Sudando por esos ríos
No voy solo. Estoy muy bien acompañado por los jóvenes y asesores de la JEC de Mendoza (durante una semana, hasta que regresen) y por mi compañero Reinaldo, que llega a estas tierras al mismo tiempo que yo procedente de la diócesis de Trujillo. Se trata de pasear, de tomar contacto y conocer de primera mano algunos puestos de misión. Es un aterrizaje realmente abrasador porque estos días el calor es asfixiante.
El fin de semana sustituimos al padre Yvan en los misas de Tamshi. El pueblo es grandazo pero a la iglesia va poca gente, y creo que es lo habitual por estos lugares. A pesar de que nos esforzamos por hacer participar, a la gente le cuesta reaccionar, sonreír. Cuando vamos por la calle notamos eso mismo: la timidez, el carácter más cerrado, menos expresivo. Y nos topamos con la pobreza, las casas de madera, muchas alzadas sobre palos para esquivar la creciente del río, los niños a montones, los escasos servicios. No hay duda de que la población de la selva está más en la periferia de intereses políticos y económicos.
De allí pasamos a Indiana, donde ya estuve el año pasado. El deslizador va que se las pela, y cuando agarra baches en el agua, salta y arranca gritos por ahí; algún gracioso dice que son los rompemuelles del río. Todo me resulta conocido: las calles, los zancudos, el plátano frito del desayuno, el mercado y su alegre desorden, la parsimonia de Paco, las mecedoras… y el espectáculo del Amazonas fluyendo manso pero como agazapado en su hermosura. Una belleza que se cuela por la ventana de mi habitación del piso de arriba y que me hace preferirla a pesar de que es un horno.
Y es que por momentos el calor me abruma. Más que el calor, el sudor. Me paso el día sudando a chorros, secándome la cara con pañuelos que pronto quedan empapados, y temo incomodar a las personas, y eso me fastidia y creo que me hace sudar más. Tengo que aceptar eso: que hace mucho calor, que voy a sudar, y tratar de adaptarme y llevarlo lo mejor posible. A muchos veo con el mismo problema, siempre con una toallita a cuestas. Es como en Togo: el clima condiciona mucho la vida y moldea la mentalidad de la gente, conforma los relieves de estas culturas.
Pero el día que visitamos Orellana es más fresco.

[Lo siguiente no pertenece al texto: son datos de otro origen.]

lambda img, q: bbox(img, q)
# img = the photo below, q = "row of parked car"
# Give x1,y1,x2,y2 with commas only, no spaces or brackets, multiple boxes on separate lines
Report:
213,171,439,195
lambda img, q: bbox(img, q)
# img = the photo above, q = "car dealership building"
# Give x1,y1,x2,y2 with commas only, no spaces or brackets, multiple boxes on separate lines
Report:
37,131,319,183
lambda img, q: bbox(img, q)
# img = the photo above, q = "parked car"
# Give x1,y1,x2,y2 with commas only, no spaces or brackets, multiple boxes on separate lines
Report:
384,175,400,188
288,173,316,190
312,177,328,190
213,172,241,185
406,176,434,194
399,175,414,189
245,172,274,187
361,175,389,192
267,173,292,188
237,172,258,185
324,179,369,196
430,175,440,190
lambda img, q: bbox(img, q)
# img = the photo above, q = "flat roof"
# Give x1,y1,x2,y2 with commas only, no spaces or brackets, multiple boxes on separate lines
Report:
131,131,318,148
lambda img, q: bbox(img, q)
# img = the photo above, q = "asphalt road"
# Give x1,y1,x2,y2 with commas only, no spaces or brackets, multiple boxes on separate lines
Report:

Mariana y Darlene nos esperan en el embarcadero (las conocemos del encuentro de la JEC). Nos hacen recorrer el pueblito, pequeño pero coqueto, con un monumento que recuerda que fue acá donde el extremeño Francisco de Orellana, bajando por el Napo, descubrió el Amazonas el 11 de febrero de 1541. Este puesto de misión tiene unas 40 comunidades y hace años que no cuenta con sacerdote estable, igual que Indiana. Mariana es misionera laica y la responsable de todo: la pastoral, las visitas, las celebraciones… En la casa parroquial, viejita y con aspecto de barco de madera, almorzamos arroz con pavo antes de surcar las cuatro horas de regreso a Indiana.
Y ahora es viernes y escribo de nuevo desde Iquitos, en la sede del Vicariato, en mi habitación de misionero que está de paso por la urbe. Me abanico porque el calor no da tregua, y ahorita llamaré a mis muchachos de Mendoza para reunirme con ellos más tarde y despedirme del todo. Ahí sí que me quedaré solito con mi selva. Menos mal que parece que habrá cocos helados con quizá un toque de vodka, porque estaré algunos días en Indiana.